Paulo Pinto / São Paulo
Paulo Pinto / São Paulo

Mesmo com sombra de Cuca, Jardine segue como plano A para 2019

Lembrado por seu trabalho no Morumbi em 2004, técnico santista dificilmente ficará na Vila no ano que vem

Renan Cacioli, O Estado de S. Paulo

21 de novembro de 2018 | 05h00

André Jardine ainda inicia o que pode ser o caminho para se tornar técnico efetivo do São Paulo em 2019. Nesta quinta-feira, contra o Vasco, em São Januário, ele comandará a equipe pela terceira vez, após empate com o Grêmio (1 a 1) e vitória sobre o Cruzeiro (1 a 0). E mesmo que gere certa desconfiança na diretoria e tenha a sombra de nomes pesados, continua sendo o plano A do clube.

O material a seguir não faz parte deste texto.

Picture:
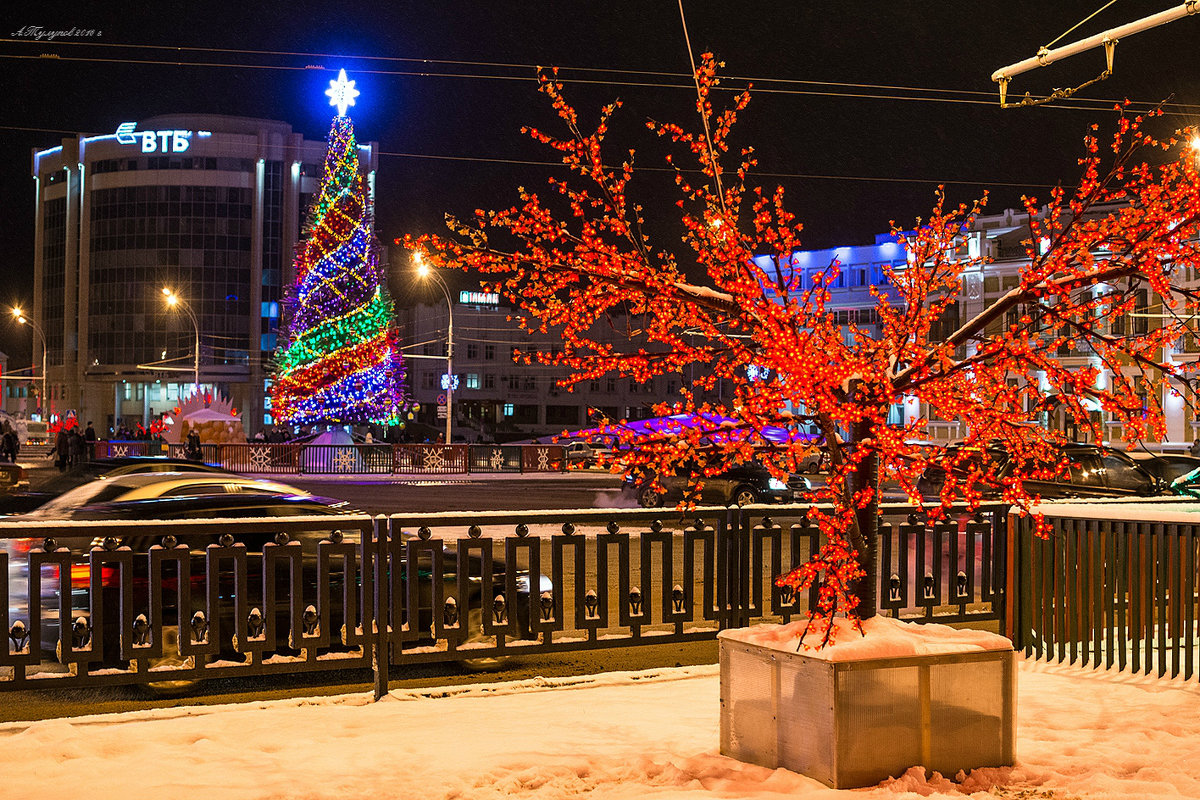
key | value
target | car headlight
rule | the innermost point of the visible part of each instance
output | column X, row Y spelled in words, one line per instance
column 544, row 583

A maior ameaça no momento é Cuca. O Estado apurou que este já alertou o Santos, com quem tem contrato até dezembro do ano que vem, que dificilmente seguirá na Vila Belmiro acabada a atual temporada. As divergências com o presidente do clube, José Carlos Peres, deixaram o clima muito ruim entre as partes.

Após a derrota para o América-MG por 2 a 1, no domingo, houve uma reunião ainda no vestiário do Estádio Independência, em Minas Gerais. Em contato com a reportagem, Peres afirmou que foi acertado uma espécie de "pacto": Cuca tentará conduzir o Santos à melhor colocação possível e, ao fim das três rodadas restantes, dará uma resposta definitiva sobre sua permanência no clube. Questionado se o São Paulo seria um possível destino do profissional, o presidente despistou: "Ele vai decidir se fica ou não. Mas duvido muito que, caso não fique, vá para outro time".

Peres admitiu as divergências com o treinador, mas garantiu que isto ficou no passado e não seria a razão de uma eventual saída de Cuca. Não é o que se comenta nos bastidores da Vila. O técnico não teria tolerado certos problemas administrativos do clube, especialmente o que resultou na escalação irregular do uruguaio Carlos Sánchez e custou a derrota por 3 a 0 para o Independiente e praticamente eliminou a equipe da Libertadores.

No São Paulo, Cuca ainda desperta boas recordações por conta do trabalho desenvolvido em 2004, quando praticamente montou o grupo que se sagraria campeão estadual, da Libertadores e do Mundial de Clubes na temporada seguinte. 

Mesmo diante desse cenário, porém, Raí, homem forte do futebol tricolor, pretende dar uma chance a Jardine. Os bons serviços prestados durante os três anos em que o atual interino esteve na base do clube o credenciam a receber o desafio no profissional. Pessoas ouvidas pela reportagem e trabalham diretamente com o ex-camisa 10 apostam na efetivação de Jardine. Mas é sempre bom lembrar: há pouco tempo, o mesmo Raí que demitiu Diego Aguirre bancava o uruguaio como nome para comandar o São Paulo em 2019.